Quite often my boyfriend tells me he fell in love with me because I am kind and thoughtful. After the 789th time it finally sank in and I relief washed over me! I don’t have to be Real Housewives of Beverly Hills dressed to be loved, I can just be me, and I can be real.
As happens, time will take its toll and our faces will change our skin will soften and our toes will curl. Our body will change; fashions and trends will fade away and so will suit we wear. As our outside fades our intentions, hearts and goodness will remain real.
“Real isn't how you are made. It’s a thing that happens to you. It doesn't happen all at once. You become. It takes a long time. That's why it doesn't happen often to people who break easily, or have sharp edges, or who have to be carefully kept. Generally, by the time you are Real, most of your hair has been loved off, and your eyes drop out and you get loose in the joints and very shabby. But these things don't matter at all, because once you are Real you can't be ugly, except to people who don't understand.” - Margery Williams, The Velveteen Rabbit
If we can wrap our minds around the notion that what is real and significant is the way we treat people and the way we love, then I think we’d all breathe a little easier and our egos wouldn’t be so easily threatened.

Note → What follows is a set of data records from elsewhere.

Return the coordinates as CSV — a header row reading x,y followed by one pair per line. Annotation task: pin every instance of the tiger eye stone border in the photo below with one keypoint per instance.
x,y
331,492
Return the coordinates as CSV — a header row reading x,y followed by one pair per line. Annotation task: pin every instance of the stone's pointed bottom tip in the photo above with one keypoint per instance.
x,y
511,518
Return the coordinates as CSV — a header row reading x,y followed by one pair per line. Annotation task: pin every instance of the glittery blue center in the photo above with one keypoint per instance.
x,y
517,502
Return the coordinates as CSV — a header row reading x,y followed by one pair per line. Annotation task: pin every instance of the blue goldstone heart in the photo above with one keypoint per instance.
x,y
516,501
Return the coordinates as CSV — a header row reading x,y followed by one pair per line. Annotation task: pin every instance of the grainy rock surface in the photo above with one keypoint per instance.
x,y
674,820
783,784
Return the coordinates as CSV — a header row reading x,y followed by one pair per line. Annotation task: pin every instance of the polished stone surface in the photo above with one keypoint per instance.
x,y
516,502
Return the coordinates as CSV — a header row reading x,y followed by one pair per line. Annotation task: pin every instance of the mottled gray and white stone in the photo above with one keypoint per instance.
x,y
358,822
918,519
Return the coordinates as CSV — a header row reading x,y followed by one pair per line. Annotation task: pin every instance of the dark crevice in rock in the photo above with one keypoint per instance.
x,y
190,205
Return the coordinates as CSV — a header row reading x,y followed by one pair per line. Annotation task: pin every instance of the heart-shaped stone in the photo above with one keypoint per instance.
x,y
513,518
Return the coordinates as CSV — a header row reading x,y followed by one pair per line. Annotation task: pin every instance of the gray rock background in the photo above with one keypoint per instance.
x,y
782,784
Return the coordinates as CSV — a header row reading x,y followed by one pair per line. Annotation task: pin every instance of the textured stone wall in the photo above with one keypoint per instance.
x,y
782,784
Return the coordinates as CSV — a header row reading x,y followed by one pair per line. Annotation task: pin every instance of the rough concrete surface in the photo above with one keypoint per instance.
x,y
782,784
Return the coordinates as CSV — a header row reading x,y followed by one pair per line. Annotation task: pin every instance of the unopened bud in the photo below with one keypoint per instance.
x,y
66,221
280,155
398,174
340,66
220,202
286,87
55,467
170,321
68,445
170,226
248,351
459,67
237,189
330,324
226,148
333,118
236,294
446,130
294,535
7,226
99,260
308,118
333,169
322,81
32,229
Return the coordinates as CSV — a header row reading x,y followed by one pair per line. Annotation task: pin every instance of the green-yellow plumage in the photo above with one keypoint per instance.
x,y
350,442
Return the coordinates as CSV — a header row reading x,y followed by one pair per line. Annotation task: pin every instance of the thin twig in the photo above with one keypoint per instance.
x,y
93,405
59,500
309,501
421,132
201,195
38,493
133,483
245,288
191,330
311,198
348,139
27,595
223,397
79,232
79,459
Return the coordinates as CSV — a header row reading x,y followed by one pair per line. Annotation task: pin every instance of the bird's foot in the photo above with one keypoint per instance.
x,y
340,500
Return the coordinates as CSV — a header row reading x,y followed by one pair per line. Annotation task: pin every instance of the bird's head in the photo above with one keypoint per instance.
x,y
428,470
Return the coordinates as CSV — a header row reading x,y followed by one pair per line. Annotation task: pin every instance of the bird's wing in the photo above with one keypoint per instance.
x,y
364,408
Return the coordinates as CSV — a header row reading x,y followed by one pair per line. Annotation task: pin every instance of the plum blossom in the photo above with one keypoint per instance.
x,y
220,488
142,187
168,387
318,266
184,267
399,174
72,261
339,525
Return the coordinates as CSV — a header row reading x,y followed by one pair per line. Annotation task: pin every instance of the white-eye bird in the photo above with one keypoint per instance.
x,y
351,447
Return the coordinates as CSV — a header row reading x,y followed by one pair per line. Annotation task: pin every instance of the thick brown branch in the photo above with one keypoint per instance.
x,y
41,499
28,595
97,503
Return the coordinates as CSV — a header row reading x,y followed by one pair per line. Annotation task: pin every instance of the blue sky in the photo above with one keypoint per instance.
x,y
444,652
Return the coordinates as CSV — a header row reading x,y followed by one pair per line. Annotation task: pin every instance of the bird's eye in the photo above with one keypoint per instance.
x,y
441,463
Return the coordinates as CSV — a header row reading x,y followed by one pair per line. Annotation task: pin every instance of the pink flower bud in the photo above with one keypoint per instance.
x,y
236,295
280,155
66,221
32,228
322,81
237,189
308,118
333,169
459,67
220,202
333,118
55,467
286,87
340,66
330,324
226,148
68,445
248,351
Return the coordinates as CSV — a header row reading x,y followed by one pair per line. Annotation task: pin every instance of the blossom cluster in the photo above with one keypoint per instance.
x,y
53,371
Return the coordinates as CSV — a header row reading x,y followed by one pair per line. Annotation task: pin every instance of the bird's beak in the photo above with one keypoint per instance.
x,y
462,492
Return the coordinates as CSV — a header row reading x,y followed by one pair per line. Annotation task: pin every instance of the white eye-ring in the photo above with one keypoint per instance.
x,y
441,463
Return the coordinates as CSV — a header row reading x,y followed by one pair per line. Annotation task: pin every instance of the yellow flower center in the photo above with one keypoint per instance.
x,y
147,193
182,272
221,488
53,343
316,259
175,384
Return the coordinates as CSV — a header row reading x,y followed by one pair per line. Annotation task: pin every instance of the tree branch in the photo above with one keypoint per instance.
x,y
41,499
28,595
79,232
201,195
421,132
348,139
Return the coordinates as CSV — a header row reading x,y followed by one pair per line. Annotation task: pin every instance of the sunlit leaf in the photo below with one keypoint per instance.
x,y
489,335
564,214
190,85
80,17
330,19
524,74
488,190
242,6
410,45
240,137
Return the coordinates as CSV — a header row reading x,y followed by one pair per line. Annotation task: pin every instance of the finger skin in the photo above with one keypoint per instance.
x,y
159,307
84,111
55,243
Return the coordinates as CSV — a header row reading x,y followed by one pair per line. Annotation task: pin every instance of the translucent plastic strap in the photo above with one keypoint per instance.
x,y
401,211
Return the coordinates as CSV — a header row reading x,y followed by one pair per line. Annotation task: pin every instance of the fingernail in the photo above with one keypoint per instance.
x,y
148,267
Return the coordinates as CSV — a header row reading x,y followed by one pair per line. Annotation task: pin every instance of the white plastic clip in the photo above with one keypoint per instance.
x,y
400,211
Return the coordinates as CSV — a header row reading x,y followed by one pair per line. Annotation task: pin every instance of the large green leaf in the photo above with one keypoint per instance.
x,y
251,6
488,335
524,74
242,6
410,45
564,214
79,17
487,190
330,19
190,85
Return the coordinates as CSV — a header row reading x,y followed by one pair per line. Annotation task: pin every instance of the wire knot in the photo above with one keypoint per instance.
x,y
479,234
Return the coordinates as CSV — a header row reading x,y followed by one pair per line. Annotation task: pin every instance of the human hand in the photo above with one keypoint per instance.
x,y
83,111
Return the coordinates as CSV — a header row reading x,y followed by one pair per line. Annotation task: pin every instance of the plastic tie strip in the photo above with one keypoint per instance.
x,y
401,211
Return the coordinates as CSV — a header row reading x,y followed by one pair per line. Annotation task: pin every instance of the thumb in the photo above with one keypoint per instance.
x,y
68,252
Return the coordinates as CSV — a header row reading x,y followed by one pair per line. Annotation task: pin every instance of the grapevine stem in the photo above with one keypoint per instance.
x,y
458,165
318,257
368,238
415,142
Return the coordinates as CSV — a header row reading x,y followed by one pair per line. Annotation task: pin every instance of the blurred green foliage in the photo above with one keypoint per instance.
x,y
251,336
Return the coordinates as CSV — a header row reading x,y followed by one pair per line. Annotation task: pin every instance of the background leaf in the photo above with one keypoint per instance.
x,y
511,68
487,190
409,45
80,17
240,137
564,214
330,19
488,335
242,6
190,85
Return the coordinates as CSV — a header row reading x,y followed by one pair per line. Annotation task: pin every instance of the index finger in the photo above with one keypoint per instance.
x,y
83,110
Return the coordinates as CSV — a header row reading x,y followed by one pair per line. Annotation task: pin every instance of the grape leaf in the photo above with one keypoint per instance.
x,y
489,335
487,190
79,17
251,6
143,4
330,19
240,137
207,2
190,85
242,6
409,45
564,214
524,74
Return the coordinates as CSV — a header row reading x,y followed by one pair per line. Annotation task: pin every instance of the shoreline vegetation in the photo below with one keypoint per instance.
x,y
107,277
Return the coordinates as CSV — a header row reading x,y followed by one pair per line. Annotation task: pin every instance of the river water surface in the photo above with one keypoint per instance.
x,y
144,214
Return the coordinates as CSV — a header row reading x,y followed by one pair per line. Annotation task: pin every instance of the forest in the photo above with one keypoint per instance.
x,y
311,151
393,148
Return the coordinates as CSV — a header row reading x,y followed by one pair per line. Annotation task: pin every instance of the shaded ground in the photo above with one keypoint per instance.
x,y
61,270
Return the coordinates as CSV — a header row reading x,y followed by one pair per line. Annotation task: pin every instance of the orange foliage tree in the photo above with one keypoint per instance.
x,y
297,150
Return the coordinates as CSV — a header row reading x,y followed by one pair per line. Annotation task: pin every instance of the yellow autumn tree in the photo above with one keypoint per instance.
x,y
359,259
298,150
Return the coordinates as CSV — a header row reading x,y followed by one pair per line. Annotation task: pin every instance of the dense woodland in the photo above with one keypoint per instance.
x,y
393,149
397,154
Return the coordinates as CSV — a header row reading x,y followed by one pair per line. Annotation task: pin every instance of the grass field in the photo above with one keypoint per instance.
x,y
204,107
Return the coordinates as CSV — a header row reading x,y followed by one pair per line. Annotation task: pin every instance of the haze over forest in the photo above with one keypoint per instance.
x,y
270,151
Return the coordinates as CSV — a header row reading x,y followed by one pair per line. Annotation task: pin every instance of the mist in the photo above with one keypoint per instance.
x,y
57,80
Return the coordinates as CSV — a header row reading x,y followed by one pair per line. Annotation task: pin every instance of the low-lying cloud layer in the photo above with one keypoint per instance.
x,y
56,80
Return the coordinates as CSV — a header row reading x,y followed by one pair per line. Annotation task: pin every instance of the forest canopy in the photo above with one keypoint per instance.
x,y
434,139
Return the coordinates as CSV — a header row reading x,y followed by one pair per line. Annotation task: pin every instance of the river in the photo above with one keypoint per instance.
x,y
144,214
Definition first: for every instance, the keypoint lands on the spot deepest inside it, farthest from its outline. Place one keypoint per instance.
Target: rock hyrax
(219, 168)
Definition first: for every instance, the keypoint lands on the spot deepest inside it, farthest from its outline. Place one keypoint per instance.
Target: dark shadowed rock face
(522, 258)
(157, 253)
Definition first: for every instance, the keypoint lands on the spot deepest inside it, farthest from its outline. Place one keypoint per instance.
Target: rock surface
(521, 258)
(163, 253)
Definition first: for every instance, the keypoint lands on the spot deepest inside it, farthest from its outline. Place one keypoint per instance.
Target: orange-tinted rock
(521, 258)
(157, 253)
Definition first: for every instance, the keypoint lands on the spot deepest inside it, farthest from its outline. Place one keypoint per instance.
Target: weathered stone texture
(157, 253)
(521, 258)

Razzle dazzle is all well and good; in fact, I am a big proponent of it! I love nothing more than gold bangles and a cute summer dress and really high heels. I think we should all be comfortable being ourselves no matter where we fall on the glitz and glamour spectrum. We should be proud of who we are on casual Wednesdays and be proud of who we are on date night Fridays. I believe in a safe space for all of us, where we can all be our authentic selves with confidence and pride and be real.
Last Day
Originally published on 6-26-13
About 5 years ago I was living in McAllen and would visit Austin my home away from home and mosey downtown, particularly 2nd street and look at all the twinkly lights and busy eateries and wine bars and think, “Someday, I’m going to walk here, live here, be here, I’m not sure when or how, but I will.”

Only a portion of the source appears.